The Gillard government is proposing to consolidate five commonwealth anti-discrimination laws into one act to meet an election promise.
The Senate inquiry into the draft Human Rights and Anti-Discrimination Bill, put forward by Attorney-General Nicola Roxon, has received more than 500 submissions, with criticism from a range of corners.
Business groups fear they will face high costs to defend claims, while some of the nation's top legal minds and human rights bodies believe it could set the bar for discrimination too low, potentially undermining free speech.
The conservative state governments of Victoria, NSW and Queensland warn the law will overlap and create conflict with state anti-discrimination laws.
The ACTU has said the laws do not go far enough and should allow punitive damages to be awarded, as they can be in discrimination cases in the US, while the Shop Distributive and Allied Employees Association has said that exemptions in the laws for "inherent requirements for work" could lead to pregnant workers being forced to stand for a 12-hour shift or climb ladders
Church groups have warned the plan could lead to lawsuits over religious freedom, while charity groups fear being exposed to discrimination claims by unpaid volunteers.
Media companies say in their submission they support the overall objectives of the plan to simplify anti-discrimination legislation, but parts of the exposure draft provide cause for significant concern, including because in defining discrimination the bill appears to use a subjective test of whether someone feels offended or insulted by published and broadcast content.
While SBS was able to successfully defend a 2006 claim under the Racial Discrimination Act that a documentary on the Armenian genocide in the early years of the 20th century was offensive to Turkish people, under the proposed new anti-discrimination laws the outcome would have been "dramatically different".
SBS had demonstrated that academic and historical experts believe the former Ottoman Empire was engaged in genocide.
But under the proposed new law, such matters would hinge on the subjective reaction of the viewer making the complaint, irrespective of its historical accuracy or academic merit. "Such a conclusion would have been both unjust and to the detriment of Australia's commitment to free speech," the submission says.
The submission is another sign of tension between Labor and the media.
ABC chairman and former NSW chief justice Jim Spigelman has already criticised the proposed law.

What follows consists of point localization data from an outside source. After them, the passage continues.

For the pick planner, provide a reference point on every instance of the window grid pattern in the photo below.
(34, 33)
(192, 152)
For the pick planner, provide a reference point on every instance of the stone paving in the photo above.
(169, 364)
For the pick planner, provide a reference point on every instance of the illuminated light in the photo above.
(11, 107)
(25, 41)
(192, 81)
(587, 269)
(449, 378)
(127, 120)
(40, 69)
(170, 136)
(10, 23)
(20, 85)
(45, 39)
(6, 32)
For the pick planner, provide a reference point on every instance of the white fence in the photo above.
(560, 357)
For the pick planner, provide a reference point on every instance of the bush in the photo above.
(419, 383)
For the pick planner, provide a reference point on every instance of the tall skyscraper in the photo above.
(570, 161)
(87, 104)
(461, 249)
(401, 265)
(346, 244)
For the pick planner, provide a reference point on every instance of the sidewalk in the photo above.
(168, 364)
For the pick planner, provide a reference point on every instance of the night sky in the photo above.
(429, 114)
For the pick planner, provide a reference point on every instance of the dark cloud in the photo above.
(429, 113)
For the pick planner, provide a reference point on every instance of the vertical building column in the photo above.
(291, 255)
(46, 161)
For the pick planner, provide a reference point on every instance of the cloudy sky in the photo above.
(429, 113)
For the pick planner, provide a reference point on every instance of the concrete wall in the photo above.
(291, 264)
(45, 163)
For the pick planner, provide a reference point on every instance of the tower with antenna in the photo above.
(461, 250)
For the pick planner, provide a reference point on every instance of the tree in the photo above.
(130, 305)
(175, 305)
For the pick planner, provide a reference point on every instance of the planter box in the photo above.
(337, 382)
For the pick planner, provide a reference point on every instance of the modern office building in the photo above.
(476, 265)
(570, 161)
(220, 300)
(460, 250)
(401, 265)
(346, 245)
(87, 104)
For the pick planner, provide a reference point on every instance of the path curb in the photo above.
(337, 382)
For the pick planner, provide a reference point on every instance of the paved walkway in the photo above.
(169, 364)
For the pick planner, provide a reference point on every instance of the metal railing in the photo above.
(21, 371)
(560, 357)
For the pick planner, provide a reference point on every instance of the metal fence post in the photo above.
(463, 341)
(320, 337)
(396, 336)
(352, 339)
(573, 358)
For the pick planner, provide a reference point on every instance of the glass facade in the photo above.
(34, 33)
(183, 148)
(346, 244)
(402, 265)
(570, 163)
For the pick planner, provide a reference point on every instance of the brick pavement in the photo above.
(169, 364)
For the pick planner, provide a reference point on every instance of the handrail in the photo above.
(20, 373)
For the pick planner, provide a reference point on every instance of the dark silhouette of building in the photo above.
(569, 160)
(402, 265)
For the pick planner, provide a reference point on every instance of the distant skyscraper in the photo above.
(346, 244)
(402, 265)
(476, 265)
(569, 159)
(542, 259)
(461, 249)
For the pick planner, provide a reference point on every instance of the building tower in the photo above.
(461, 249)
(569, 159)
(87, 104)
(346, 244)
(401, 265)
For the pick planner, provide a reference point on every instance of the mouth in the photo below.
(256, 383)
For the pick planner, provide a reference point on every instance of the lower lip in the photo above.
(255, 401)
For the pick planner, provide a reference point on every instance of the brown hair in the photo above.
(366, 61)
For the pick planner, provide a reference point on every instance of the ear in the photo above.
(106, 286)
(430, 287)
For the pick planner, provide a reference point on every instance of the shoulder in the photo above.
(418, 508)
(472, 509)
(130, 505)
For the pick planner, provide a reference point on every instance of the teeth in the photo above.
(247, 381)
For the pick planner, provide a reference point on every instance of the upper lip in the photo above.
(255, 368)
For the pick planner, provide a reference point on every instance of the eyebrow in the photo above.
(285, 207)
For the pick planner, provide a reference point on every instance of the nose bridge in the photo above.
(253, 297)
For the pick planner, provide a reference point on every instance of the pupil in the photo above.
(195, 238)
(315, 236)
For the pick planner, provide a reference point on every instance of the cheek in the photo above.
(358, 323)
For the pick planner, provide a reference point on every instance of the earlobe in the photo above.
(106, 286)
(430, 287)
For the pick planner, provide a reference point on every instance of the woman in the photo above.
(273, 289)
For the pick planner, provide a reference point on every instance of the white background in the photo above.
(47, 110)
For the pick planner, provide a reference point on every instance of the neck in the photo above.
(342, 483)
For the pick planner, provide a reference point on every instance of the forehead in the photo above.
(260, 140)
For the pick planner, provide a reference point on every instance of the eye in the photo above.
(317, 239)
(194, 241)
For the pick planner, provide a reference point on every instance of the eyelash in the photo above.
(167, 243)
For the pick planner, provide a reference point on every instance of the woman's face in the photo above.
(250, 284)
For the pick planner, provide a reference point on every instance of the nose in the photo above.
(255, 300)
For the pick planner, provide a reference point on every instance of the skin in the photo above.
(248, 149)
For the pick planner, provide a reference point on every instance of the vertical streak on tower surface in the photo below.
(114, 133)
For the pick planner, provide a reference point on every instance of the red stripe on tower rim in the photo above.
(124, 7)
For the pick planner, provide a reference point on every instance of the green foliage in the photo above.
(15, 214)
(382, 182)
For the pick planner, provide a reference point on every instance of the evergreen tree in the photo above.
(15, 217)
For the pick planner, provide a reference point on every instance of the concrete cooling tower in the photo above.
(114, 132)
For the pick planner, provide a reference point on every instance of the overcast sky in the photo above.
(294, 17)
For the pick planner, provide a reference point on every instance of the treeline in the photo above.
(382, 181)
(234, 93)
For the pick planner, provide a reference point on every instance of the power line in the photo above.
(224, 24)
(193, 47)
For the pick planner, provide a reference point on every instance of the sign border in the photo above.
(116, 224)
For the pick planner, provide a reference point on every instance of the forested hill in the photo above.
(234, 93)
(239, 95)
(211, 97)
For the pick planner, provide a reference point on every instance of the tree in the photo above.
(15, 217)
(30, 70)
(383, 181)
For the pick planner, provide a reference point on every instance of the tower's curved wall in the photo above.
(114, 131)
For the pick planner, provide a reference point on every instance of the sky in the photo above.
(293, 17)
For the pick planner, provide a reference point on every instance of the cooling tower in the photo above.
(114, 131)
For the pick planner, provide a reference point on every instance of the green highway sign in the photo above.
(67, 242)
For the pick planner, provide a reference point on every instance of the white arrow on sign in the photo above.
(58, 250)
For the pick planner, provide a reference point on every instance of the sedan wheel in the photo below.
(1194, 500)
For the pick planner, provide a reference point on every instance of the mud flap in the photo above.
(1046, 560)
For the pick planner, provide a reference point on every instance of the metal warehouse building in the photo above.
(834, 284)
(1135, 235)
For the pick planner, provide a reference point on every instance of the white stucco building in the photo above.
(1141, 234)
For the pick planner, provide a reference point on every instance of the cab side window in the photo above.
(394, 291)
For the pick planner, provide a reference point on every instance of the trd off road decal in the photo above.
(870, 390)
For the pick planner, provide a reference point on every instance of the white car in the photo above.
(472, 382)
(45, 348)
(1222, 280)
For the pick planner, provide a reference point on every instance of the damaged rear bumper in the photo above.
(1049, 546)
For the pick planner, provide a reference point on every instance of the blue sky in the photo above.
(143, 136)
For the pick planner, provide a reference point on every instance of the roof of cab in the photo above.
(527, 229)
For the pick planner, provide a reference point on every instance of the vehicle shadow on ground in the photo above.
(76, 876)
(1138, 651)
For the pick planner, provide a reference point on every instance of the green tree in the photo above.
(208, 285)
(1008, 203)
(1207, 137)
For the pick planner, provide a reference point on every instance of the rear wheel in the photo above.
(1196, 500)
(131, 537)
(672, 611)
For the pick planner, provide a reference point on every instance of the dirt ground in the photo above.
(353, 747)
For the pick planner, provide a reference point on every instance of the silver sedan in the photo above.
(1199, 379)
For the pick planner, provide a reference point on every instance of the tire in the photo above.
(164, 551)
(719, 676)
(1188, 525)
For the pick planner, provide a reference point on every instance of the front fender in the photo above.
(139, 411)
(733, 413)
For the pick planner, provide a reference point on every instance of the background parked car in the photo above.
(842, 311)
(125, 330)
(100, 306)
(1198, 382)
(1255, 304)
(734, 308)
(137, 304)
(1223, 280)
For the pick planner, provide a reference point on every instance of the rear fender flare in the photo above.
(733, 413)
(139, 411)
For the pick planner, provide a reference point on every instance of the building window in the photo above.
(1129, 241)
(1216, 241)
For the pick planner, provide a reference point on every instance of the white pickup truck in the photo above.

But the new joint media submission is the first public criticism of the government's anti-discrimination plan by other companies, including News Limited (publisher of The Australian), Fairfax Media, SBS, West Australian Newspapers and AAP, as well as radio and television groups.
Media executives have meanwhile also campaigned against the recommendations of the Finkelstein inquiry and the Convergence Review, which have ranged from a new government-funded regulatory body to adjudicate on press behaviour to a new public interest test that could block major media ownership changes.
Late last year, Mr Spigelman warned that the section of the proposed law defining discrimination contained a subjective test of being offended. The new media submission says if this is the case, it could "produce a legal climate in which would-be complainants are encouraged to be unnecessarily thin-skinned and sensitive to offence".
"The introduction of a subjective test could create significant uncertainty for media organisations conducting prepublication review of material," it says.
"The inability of organisations to foresee what standard will be set is likely to have a chilling effect on the publication or broadcast of potentially contentious material. This will most directly affect consumers, whose access to the range of content they are able to read, hear and see may be limited."
On top of this, the proposed law could require media groups "to defend their innocence each time a member of their audience felt insulted or offended" because it put the onus on defendants to prove their innocence. The bill applies a single, simplified test of "unfavourable treatment" for unlawful discrimination; this is defined to include conduct that "offends, humiliates, insults or intimidates". The submission says the words "offends" and "insults" should be cut from the definition of unfavourable conduct.
It also says the general definition of discrimination should have an objective test and specific exceptions for content that is reasonable and in good faith in artistic performances, academic debate, fair and accurate reporting and commentary on matters of public interest. Such measures are in the racial vilification provisions of the Racial Discrimination Act, and in the racial vilification part of the proposed law.
The Sex Discrimination Act includes the term "offended".